他のお客さんが食べてるところなら見たことあったけど、穴子天ってこんなに大きかったっけ!!


ビシッと横一直線に鎮座する太くて長い穴子。


どの順で食べるか迷ったけど、とりあえず穴子を迎えに行く。


箸を入れると、外側はカリッとしているけど中がとんでもなくほろほろ。

今でも鮮明に思い出せる。


そしてそれを一口食べて思わず天を仰いだ。


ううう、、う、うなぎか???


穴子とうなぎの違いくらい分かっているつもりだったが、それは蒲焼とかお寿司にした時の話だったということに気づく。

この天ぷら、どっちなのか全くわからない。

ふっくらした穴子のふわふわ感と、脂がたっぷりのったうなぎのとろとろ感。

両方味わえるこの魚は果たして本当に穴子なんだろうか?


たまらなくなって、次は箸で切らずに端っこからかじりついた。


く〜〜たまらないなあ。


いくら食べても全然減らないこの一本天ぷらを大切に食べ進めることにした。


・・・


この天丼は穴子以外にもいろんな具が所狭しと詰められている。

ししとうに、エビ天2本に、イカのかき揚げに、海苔に、半熟卵。

これらがかりっかりに揚げられている。

衣が茶色いのは多分ごま油によるものだ。

ここの天ぷらは一口食べただけで、どんなに味音痴な人でもわかるくらいごま油が香る。

そしてご飯には、一粒一粒がコーティングされてんじゃないかってくらいに天丼のタレがかかっている。

総じて茶色い幸せ空間。


そしてそんな癒しの空間をキリッと引き立たせるのが、ひとかけだけのった柚子の皮。

この柚子がすごくいい香りで、お口直しにぴったりだから私は頑張って3口に分けて食べた。


海苔の天ぷらもものすごくおいしい。

このお店で最初に食べた時から私が一番好きな天ぷらは海苔になった。

薄いのりが直立するくらいパリパリバリバリに揚げられている。

ごま油と磯の香りが漂う。


昔どこかで、「精進揚げ」と「天ぷら」の違いについて勉強したときに、「江戸の頃は、野菜を揚げたものを精進揚げといい、魚を揚げたものを天ぷらという。
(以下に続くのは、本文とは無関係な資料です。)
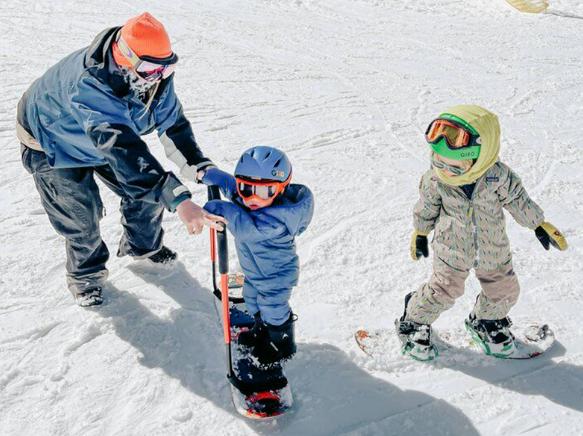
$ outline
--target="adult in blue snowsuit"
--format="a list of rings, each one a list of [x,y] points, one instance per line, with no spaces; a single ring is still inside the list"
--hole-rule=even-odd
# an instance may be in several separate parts
[[[304,185],[290,184],[291,164],[273,148],[243,153],[235,177],[217,168],[204,171],[202,182],[219,186],[229,201],[213,200],[204,208],[227,220],[245,274],[243,298],[254,327],[238,342],[253,347],[268,365],[295,353],[291,291],[298,283],[295,237],[306,230],[314,197]]]
[[[81,306],[100,304],[109,252],[101,239],[103,205],[94,175],[121,197],[118,256],[167,263],[164,208],[190,233],[222,218],[191,201],[140,138],[158,132],[167,156],[190,180],[212,165],[198,147],[174,91],[178,57],[163,25],[148,13],[101,32],[37,79],[18,104],[22,161],[33,175],[55,230],[65,237],[67,284]]]

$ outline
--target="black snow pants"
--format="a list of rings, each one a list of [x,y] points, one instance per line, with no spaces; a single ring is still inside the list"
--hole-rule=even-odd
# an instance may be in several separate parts
[[[109,251],[99,231],[104,209],[94,174],[121,197],[124,231],[118,256],[147,257],[162,247],[164,207],[131,199],[109,165],[51,168],[43,152],[24,145],[21,155],[24,168],[34,177],[51,225],[65,238],[67,285],[74,295],[102,286],[107,278]]]

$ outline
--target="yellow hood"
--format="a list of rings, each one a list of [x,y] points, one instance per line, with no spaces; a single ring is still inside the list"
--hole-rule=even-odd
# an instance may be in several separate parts
[[[447,176],[434,168],[440,180],[448,185],[461,186],[474,183],[498,160],[500,153],[500,123],[498,117],[487,109],[472,104],[451,107],[444,113],[455,115],[470,124],[480,134],[480,156],[469,171],[461,176]]]

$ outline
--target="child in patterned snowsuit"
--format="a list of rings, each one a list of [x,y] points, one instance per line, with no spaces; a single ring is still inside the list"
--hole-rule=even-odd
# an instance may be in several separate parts
[[[439,120],[441,130],[435,129]],[[459,140],[459,146],[464,138],[468,144],[452,151],[449,142]],[[433,231],[433,274],[407,295],[405,313],[397,320],[404,351],[419,360],[436,356],[430,326],[463,294],[464,282],[474,269],[482,290],[466,326],[480,335],[490,354],[508,356],[514,342],[507,315],[518,299],[519,284],[503,210],[534,230],[547,250],[549,245],[566,249],[566,240],[545,221],[520,178],[498,160],[496,115],[479,106],[455,106],[429,126],[426,139],[433,141],[432,168],[421,178],[411,256],[414,260],[428,256],[427,235]]]

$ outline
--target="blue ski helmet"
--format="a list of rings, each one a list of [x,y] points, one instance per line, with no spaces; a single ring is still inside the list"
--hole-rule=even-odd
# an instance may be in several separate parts
[[[285,153],[266,145],[257,145],[245,151],[235,167],[235,177],[251,180],[285,182],[290,179],[291,173],[291,162]]]

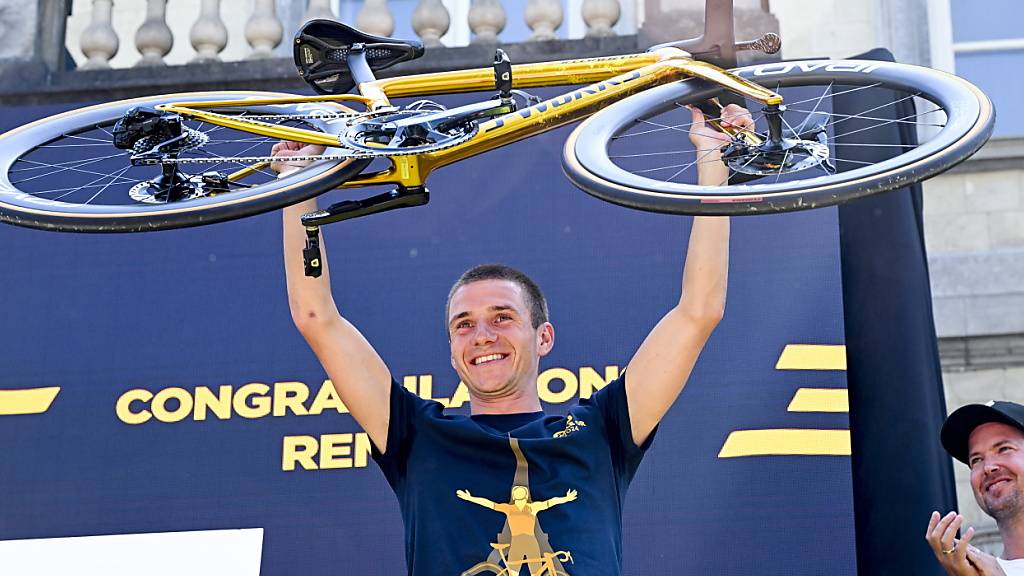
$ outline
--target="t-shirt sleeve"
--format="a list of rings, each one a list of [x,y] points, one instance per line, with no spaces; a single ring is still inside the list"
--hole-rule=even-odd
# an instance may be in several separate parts
[[[647,449],[654,442],[658,427],[655,426],[654,430],[651,430],[642,445],[637,446],[633,442],[633,428],[629,421],[629,402],[626,398],[625,374],[594,393],[592,399],[604,420],[614,464],[628,482],[633,478],[637,467],[640,466],[640,461],[643,460]]]
[[[405,462],[416,429],[416,414],[423,409],[426,400],[392,380],[391,397],[388,402],[387,446],[382,454],[376,444],[371,443],[370,455],[384,472],[388,483],[394,487],[405,475]]]

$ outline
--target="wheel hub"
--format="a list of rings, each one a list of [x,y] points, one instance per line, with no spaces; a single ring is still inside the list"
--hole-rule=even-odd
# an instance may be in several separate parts
[[[768,176],[827,165],[829,150],[828,145],[814,140],[786,139],[779,149],[734,142],[726,149],[722,159],[735,172]]]
[[[218,172],[183,176],[174,172],[170,181],[165,176],[139,182],[128,190],[128,196],[142,204],[167,204],[216,196],[228,191],[228,179]]]

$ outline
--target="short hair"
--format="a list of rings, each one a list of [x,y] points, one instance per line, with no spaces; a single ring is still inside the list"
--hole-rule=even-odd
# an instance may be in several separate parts
[[[532,278],[504,264],[480,264],[463,272],[455,284],[452,284],[452,289],[448,291],[448,301],[444,306],[445,326],[448,325],[448,313],[451,311],[452,296],[455,295],[455,291],[467,284],[483,280],[507,280],[516,284],[526,296],[526,306],[530,311],[530,324],[534,328],[539,328],[541,324],[548,321],[548,302],[544,299],[544,293],[540,291],[540,286],[537,286]]]

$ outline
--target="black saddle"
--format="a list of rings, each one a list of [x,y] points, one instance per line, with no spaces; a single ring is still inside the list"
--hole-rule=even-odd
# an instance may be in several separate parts
[[[423,55],[423,44],[416,40],[371,36],[334,20],[310,20],[295,35],[293,46],[299,76],[320,94],[344,94],[355,86],[348,57],[360,47],[370,70]]]

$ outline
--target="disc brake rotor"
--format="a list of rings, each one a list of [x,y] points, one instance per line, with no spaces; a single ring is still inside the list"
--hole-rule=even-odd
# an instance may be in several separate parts
[[[128,190],[128,196],[143,204],[166,204],[181,200],[192,200],[204,196],[216,196],[230,191],[226,176],[217,172],[179,175],[170,186],[159,178],[139,182]]]
[[[800,172],[828,164],[828,145],[813,140],[788,141],[785,151],[765,152],[757,147],[731,147],[724,155],[729,168],[742,174],[768,176]]]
」と聞いたことがあった。

だからかな、ここの天丼は野菜が最低限(というかししとうだけ)しか入っていなくて、その代わりに魚介がたっぷり入っている。

本物の天丼だあ。


・・・

そして最後まで残しておいた半熟卵天を見つめる。

今まで来た時は、いつも最初の方に割ってとろ〜〜っとした黄身をご飯と絡めて食べていた。しかしそれだと食べてるんだか食べてないんだかわからない程度の存在感になってしまっている半熟卵天がかわいそうだなと思っていた。


だから今回は最後までとっておいた。

途中で何度も気になってお箸でツンツンしていた。

(半熟卵天ツンツン野郎。)


そして今、ついに天丼を食べ終えようとしている。

私は今からこれを丸飲みするのだ!

(ノドが細い人はマネしないでください。)


お箸でそっと持ち上げてぱくっと口に放り込む。


ぷつっ

とろ〜〜


濃い!

濃厚だけど流動性はあって、とろとろと流れる卵黄が口の中に溢れる。

幸福感で満たされた私はお会計をすませて外に出た。


今頃私のどんぶりを洗ってくれている方は、黄身がこびりついていない丼に驚き、その洗いやすさに感動しているのだろう。


(フッ、今日もいいことをしたな、)


・・・


一息ついていると、近くのビルの窓ガラスに「人生相談受付中!」という張り紙があるのを見つけた。


え?


よく目を凝らして見ると、「入塾相談受付中!」だった。

予備校だった。


ああ

私どんだけ路頭に迷ってんだ、、。

夢を掴むために頑張らなきゃいけない中で、前に進んでいるのか、それとも後ろに下がっているのか、それすらもわからない日々。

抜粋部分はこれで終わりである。